Daniel is the imaginary friend of Luke (Miles Robbins), or he was when Luke was a kid. In the film’s present, they’re both grown up, and Daniel’s reemergence comes as a relief to Luke. Daniel helps him with school, his ailing mother, his social life, and, most of all, his love life. But Daniel’s up to nothing good and turns out to be very much real. He’s a devil disguised as an angel, coaxing Luke to be his worst self.

It’s a classic twist in all imaginary friend horror films. The imaginary friend isn’t imaginary at all and only pretends to be a figment of the imagination to cover up some horrible truth. Mortimer’s movie hints at this dynamic in the title. Daniel isn’t real. The eldritch figure posing as Daniel, however, is.

Mortimer recalls his own imaginary friend as “very positive,” again echoing the research Taylor speaks to and how that recollection clangs with the way horror portrays imaginary friends.

“There can sometimes be a tendency in horror where the story becomes unwittingly conservative in a way because you’re looking to make things scary and bad,” he says.

Horror filmmakers risk demonizing otherwise benign concepts by using them as adversaries. It’s even possible the genre’s history with imaginary friends plays a part in how we’ve long perceived them as negative.

What Malignant gets right

“The characters are using the term ‘imaginary friend’ to describe something that's actually so much more horrible than real.”

Warner Bros.

The distinction made in films like Malignant and Daniel Isn’t Real, where the imaginary friend isn’t imaginary after all, is small but meaningful. Apart from avoiding the creative conservatism that Mortimer refers to, the realization that the imaginary villains in these movies actually do exist means that imaginary friend movies arguably are not about imaginary friends at all.
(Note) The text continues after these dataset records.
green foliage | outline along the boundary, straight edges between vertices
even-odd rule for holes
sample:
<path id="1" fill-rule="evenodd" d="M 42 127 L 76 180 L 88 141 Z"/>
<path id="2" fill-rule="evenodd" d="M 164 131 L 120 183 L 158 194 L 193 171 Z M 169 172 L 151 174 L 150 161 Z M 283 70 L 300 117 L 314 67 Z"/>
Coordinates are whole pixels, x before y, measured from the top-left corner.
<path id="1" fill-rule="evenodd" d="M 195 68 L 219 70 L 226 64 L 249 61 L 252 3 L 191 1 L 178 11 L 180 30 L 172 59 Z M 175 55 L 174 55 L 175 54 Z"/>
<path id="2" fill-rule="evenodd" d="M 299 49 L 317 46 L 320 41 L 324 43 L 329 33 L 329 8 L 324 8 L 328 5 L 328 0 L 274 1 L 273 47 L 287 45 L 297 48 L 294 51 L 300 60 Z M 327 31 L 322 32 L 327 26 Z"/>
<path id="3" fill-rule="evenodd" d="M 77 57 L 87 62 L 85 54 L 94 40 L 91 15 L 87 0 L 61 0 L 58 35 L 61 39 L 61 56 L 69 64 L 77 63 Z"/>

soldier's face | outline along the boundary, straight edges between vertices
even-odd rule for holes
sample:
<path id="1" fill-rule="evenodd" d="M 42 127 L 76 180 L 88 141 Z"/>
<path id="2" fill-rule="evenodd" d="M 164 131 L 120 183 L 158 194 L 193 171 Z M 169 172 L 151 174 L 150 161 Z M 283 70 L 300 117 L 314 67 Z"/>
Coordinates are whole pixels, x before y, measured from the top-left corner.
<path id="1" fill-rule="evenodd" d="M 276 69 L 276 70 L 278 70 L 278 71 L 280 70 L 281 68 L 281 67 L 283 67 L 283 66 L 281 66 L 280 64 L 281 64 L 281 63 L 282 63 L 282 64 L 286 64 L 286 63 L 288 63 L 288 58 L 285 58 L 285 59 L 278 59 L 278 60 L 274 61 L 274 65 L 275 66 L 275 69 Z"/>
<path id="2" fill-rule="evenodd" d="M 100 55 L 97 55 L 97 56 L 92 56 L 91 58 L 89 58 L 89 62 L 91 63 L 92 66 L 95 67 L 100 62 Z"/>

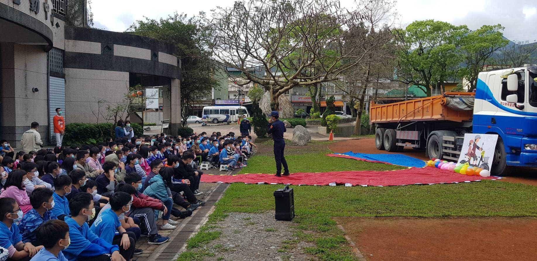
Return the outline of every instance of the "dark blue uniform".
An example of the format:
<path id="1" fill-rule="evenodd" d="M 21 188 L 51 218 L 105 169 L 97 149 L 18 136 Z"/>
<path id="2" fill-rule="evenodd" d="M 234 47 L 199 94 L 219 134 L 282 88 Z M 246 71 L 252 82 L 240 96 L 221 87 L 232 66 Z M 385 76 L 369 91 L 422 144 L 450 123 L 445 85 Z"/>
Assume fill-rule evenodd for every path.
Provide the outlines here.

Instead, they’re about human neuroses, given shape by malevolent and intangible figures.

“The characters are using the term ‘imaginary friend’ to describe something that’s actually so much more horrible than real,” Mortimer says. “They sort of wish it was an imaginary friend, but in fact, it’s something other than that.”

If these imaginary friends aren’t imaginary, how could they be good the way that imaginary friends are genuinely good in real life?

None of this is to say that horror should only present imaginary friends in a positive light, of course (though if someone wants to make a horror film about the imaginary friend as a protector, they might be onto something). For Mortimer, the concept of the imaginary friend lets horror express personal struggles that are intrinsic to the human condition.

“How can you tell the difference between an impulse that you feel when you think something bad is happening versus when that’s simply your anxiety?”

Some friends might be imaginary, but emotions aren’t. From existential nightmares like Daniel Isn’t Real to ultra-violent spectacles like Malignant, horror movies give us a lens for distinguishing one from the other.

Malignant is currently in theaters and on HBO Max.